A multinomial logistic regression analysis was performed in order to identify the main predictors of HIV-1 subtype/CRF group distribution, considering relevant epidemiologic variables: country of origin, sex, risk group, collection date, age and clustering status. Due to the lack of epidemiological data for many sequences from the dataset, only 906 of the 1804 sequences were included in this analysis. Seven groups of different HIV-1 subtypes and CRFs were used: A1 (n = 14), B (n = 752), F1 (n = 13), G (n = 11), 02_AG (n = 42) and 14_BG (n = 15). All HIV-1 variants with fewer than 10 patients sampled were pooled as “Other variants” (n = 59). Prior to the multinomial analysis, univariate analyses (Fisher’s Exact Tests) were performed for the aforementioned variables, in order to exclude from the multinomial analysis those with non-significant p-values. Only the variable “collection date” (p-value > 0.70) was excluded. In the multinomial analysis, the most representative category of each variable was used as “baseline category” (Subtype B, Spaniard, male, MSM, age between 21 and 29 years and not clustering; Supplementary Table S4). All the statistical analyses were performed using R48. The mlogit R package49 was used for the multinomial analysis.
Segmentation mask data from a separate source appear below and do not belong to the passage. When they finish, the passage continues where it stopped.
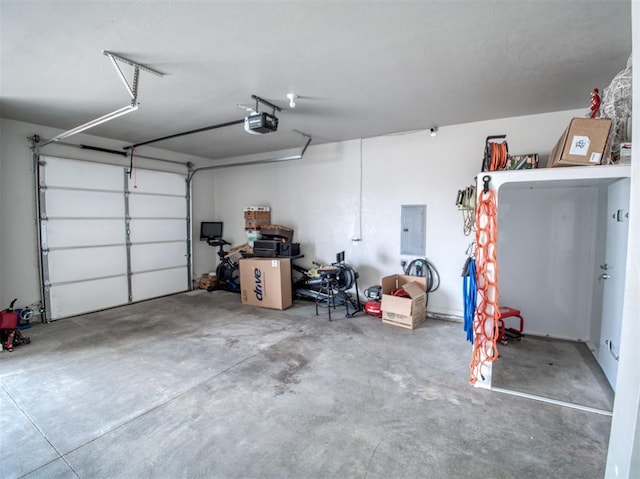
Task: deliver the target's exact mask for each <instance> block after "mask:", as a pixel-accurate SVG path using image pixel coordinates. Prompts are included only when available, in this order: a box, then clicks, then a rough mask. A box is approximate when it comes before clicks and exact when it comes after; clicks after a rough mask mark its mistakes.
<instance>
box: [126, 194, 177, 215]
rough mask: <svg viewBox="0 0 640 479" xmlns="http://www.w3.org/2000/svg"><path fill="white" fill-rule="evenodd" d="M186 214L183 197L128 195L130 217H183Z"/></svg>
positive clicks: (132, 194)
mask: <svg viewBox="0 0 640 479" xmlns="http://www.w3.org/2000/svg"><path fill="white" fill-rule="evenodd" d="M186 214H187V210H186V201H185V198H184V197H177V196H151V195H134V194H132V195H129V216H131V217H132V218H184V217H185V216H186Z"/></svg>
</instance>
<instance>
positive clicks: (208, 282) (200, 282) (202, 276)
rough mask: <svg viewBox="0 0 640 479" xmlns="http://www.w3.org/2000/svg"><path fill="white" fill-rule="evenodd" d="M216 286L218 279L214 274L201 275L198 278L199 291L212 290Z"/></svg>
mask: <svg viewBox="0 0 640 479" xmlns="http://www.w3.org/2000/svg"><path fill="white" fill-rule="evenodd" d="M216 284H218V278H217V277H216V275H215V274H211V273H209V274H203V275H202V276H200V289H209V288H211V289H213V288H215V287H216Z"/></svg>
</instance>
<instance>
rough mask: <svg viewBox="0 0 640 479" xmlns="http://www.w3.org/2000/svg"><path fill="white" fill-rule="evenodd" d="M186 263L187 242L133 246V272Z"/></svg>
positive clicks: (139, 245) (152, 244)
mask: <svg viewBox="0 0 640 479" xmlns="http://www.w3.org/2000/svg"><path fill="white" fill-rule="evenodd" d="M186 265H187V243H186V242H176V243H154V244H144V245H133V246H131V271H132V272H133V273H137V272H141V271H149V270H152V269H160V268H173V267H176V266H186Z"/></svg>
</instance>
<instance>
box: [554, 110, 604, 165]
mask: <svg viewBox="0 0 640 479" xmlns="http://www.w3.org/2000/svg"><path fill="white" fill-rule="evenodd" d="M610 130H611V120H610V119H608V118H598V119H592V118H574V119H573V120H571V123H569V126H568V127H567V129H566V130H565V131H564V133H563V134H562V136H561V137H560V139H559V140H558V143H556V146H554V147H553V150H551V156H549V161H548V163H547V166H548V167H554V166H581V165H582V166H584V165H599V164H600V163H602V157H603V156H604V152H605V149H606V147H607V140H608V138H609V131H610Z"/></svg>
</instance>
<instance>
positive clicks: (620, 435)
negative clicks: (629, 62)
mask: <svg viewBox="0 0 640 479" xmlns="http://www.w3.org/2000/svg"><path fill="white" fill-rule="evenodd" d="M631 12H632V19H631V21H632V25H633V28H632V29H631V30H632V35H633V50H634V51H635V52H636V55H637V54H638V53H637V52H640V3H638V2H635V1H634V2H631ZM636 58H637V56H636ZM639 91H640V71H639V70H638V68H637V67H636V68H634V70H633V92H634V93H633V132H632V134H633V138H634V140H633V141H634V143H635V144H636V145H635V148H633V151H632V155H633V157H632V160H631V200H630V206H629V211H630V212H631V215H630V216H631V218H630V221H629V248H628V250H627V273H626V284H625V300H624V310H623V319H622V333H621V338H622V339H621V343H620V364H619V366H618V379H617V388H616V398H615V402H614V405H613V420H612V422H611V436H610V438H609V454H608V457H607V468H606V471H605V477H607V478H612V477H625V478H636V477H640V374H639V373H638V364H640V348H639V347H638V345H639V344H640V242H639V241H638V238H640V148H638V143H640V141H639V140H638V138H640V94H639V93H638V92H639Z"/></svg>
Estimation of pairwise genetic distances

Pairwise genetic distances (GD) between individuals within transmission clusters were estimated, as substitutions per site (s/s), with the TN93 + Γ(4CAT) model, using Perl and R scripts (available upon request) dependent on the ape R package50.

Sequence information

GenBank accession numbers for the CV sequences used in this study are HF567872-HF567912 and MF403205–MF404967.